Every year, the Wenner-Gren Foundation awards the Wadsworth African Fellowship to a young African scholar, enabling them to undertake graduate training in anthropology at a world-class institution. This year’s recipient is Njabulo Chipangura of Zimbabwe, who will be commencing studies at South Africa’s University of the Witwatersrand.
I was born in 1984 in Mutare, Zimbabwe. I did my undergraduate honours degree in Archaeology, Cultural Heritage and Museum Studies at Midlands State University in Gweru, Zimbabwe between 2004 and 2008. In September 2009, I joined the National Museums and Monuments of Zimbabwe as a curator in the archaeology department at Mutare Museum. Since then I have been involved in a number of archaeological researches which touches on conservation of all archaeological and historical sites, exhumations, rescue excavations and archaeological impact assessments. In 2011, I was awarded with the National Heritage Council of South Africa Scholarship and the Robben Island Museum Grant to study for a Master’s Degree in Museum and Heritage Studies at the University of the Western Cape.
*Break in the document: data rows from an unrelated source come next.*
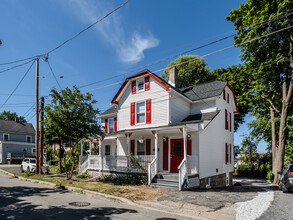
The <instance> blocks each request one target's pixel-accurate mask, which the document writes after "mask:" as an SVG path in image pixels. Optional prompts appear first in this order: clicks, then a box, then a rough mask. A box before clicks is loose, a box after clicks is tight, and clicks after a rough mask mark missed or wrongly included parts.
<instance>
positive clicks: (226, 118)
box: [225, 109, 228, 130]
mask: <svg viewBox="0 0 293 220" xmlns="http://www.w3.org/2000/svg"><path fill="white" fill-rule="evenodd" d="M225 129H226V130H228V113H227V109H225Z"/></svg>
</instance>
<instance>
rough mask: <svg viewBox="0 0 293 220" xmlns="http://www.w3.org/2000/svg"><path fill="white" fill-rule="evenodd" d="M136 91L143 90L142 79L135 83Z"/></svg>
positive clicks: (142, 83) (142, 82) (142, 84)
mask: <svg viewBox="0 0 293 220" xmlns="http://www.w3.org/2000/svg"><path fill="white" fill-rule="evenodd" d="M137 85H138V86H137V90H138V91H143V90H144V79H140V80H138V81H137Z"/></svg>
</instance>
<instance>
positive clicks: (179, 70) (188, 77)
mask: <svg viewBox="0 0 293 220" xmlns="http://www.w3.org/2000/svg"><path fill="white" fill-rule="evenodd" d="M190 60H192V61H190ZM180 63H182V64H180ZM179 64H180V65H179ZM172 66H176V68H177V70H178V88H185V87H188V86H193V85H195V84H198V83H203V82H206V81H209V80H212V79H213V76H212V75H211V72H210V68H209V67H208V65H207V63H206V62H205V60H204V59H203V58H199V56H196V55H186V56H181V57H179V58H178V59H176V60H174V61H172V62H171V63H169V65H168V66H167V68H166V70H165V71H164V72H163V73H162V75H161V77H162V78H164V79H165V80H166V81H168V80H169V71H168V70H169V67H170V68H171V67H172Z"/></svg>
For my PhD in Anthropology at the University of Witwatersrand, I am interested in understanding artisanal and small scale mining practices (ASM), technologies and processes in Eastern Zimbabwe using ethnographic and archaeological methodologies. The research seeks to pursue the significant lack of knowledge of all aspects of ASM in Eastern Zimbabwe, and the little knowledge of its history. Contemporary ASM activities have identifiable historical continuity with the past. This might be, for instance, include contemporary re-exploitation of nineteenth century or even much earlier mine workings and shafts, and there may be oral traditions or indigenous memory in some form.
The University of the Witwatersrand will be an ideal place for my study because of its reputation as one of the best universities in Africa. Moreso, the anthropology department at the university is a place with renowned scholars who will help me in achieving my own career goals. The diversity of anthropological issues that the department is involved in also places me at a vantage position in terms of learning and gaining new knowledge.